It was reported in The Herald recently that the Scottish Qualifications Authority (SQA) are considering stopping handwritten exams in secondary schools over the next decade. SQA chief executive, Dr Janet Brown, was quoted as saying that some subjects will ‘always need’ paper exams but electronic examinations would simply reflect societal change. The teaching union, the EIS, said handwriting is still important while the Scottish Parent Teacher Council said much the same. The article, which appeared on the front page of The Herald on 8th December 2017, mentioned a SQA report from 2014, where many Higher English exam scripts were ‘near-illegible’. Making people write at speed for three hours at a time tends to do that, leaving aside anything else. For OU courses, I write exam scripts in block capitals, to give the examiners a chance.

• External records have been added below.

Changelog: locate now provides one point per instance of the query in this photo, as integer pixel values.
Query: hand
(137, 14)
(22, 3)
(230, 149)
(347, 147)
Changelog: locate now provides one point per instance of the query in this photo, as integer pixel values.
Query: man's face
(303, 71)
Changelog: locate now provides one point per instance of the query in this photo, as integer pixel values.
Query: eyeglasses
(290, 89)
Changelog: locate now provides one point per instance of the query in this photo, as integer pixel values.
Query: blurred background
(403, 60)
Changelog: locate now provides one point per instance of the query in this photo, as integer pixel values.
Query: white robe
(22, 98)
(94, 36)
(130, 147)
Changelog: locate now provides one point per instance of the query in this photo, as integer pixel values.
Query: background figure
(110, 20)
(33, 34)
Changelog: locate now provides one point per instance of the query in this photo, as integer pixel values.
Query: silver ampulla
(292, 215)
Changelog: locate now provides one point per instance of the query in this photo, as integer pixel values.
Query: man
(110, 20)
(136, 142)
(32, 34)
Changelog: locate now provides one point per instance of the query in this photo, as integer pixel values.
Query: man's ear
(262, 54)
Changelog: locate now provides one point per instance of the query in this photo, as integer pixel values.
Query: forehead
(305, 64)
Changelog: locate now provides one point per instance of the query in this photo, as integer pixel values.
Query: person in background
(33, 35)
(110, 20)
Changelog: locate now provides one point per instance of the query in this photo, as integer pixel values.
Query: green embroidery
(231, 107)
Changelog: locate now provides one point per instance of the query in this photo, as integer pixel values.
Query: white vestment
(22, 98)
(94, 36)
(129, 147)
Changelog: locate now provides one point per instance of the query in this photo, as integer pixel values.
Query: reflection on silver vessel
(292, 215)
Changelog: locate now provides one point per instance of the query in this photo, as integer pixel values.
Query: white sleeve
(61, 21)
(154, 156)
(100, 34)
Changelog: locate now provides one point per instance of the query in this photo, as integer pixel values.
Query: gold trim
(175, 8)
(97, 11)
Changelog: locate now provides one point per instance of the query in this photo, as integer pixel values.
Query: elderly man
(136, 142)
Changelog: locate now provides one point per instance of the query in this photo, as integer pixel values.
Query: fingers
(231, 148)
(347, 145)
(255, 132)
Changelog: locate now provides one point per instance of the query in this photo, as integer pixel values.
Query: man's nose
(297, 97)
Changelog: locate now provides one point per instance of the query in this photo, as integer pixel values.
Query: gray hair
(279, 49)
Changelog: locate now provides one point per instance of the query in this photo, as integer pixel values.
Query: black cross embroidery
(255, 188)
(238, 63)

I don’t like exams anyway, either doing them or as a part of the education system, but I think this would be progress. The fact is that very few people handwrite anything any more. Typing is faster for many people, either on a screen or a keyboard. Our thoughts go at typing speed rather than writing speed now. A comment that the Scottish Parent Teacher Council made in the article was interesting, though, about how touch typing used to be taught and ‘would be invaluable to many’. I have to differ with that. When I was at high school, I was taught touch typing and I couldn’t do it. I had to leave the class as I was getting so frustrated. To this day, I still can’t do it. I am not well-coordinated and even though I can type very fast with multiple fingers and without looking at the screen, it is hardly the way that Mavis Beacon intended me to type.
While I am typing this post, I am referring to handwritten notes I made. I write a lot and it tends to be split between stories and notes on paper and articles, essays and blog posts on my computer. With some pieces, I handwrite the first draft then type it and redraft from there, variously scribbling on a printed copy and then working from there. My handwriting isn’t brilliant. It can be spidery and illegible to some but that’s not always a bad thing. I sometimes refer to it as encryption. It remains remarkably consistent wherever I write, from buses to trains to actually sitting at a table. I’ve spent years writing leaning on a clipboard or a folder so it’s fine.
I think handwriting is actually important. It is a skill thousands of years of evolution in the making and we shouldn’t simply dismiss it in favour of technology. Even though exams are fundamentally pointless, we have to stick with them and making people write their answers out at speed by hand seems unnecessarily cruel and excessive. For exams, technology is the answer. For a lot of things, though, for creative writing, even just for the pleasure of it, by hand will still be best.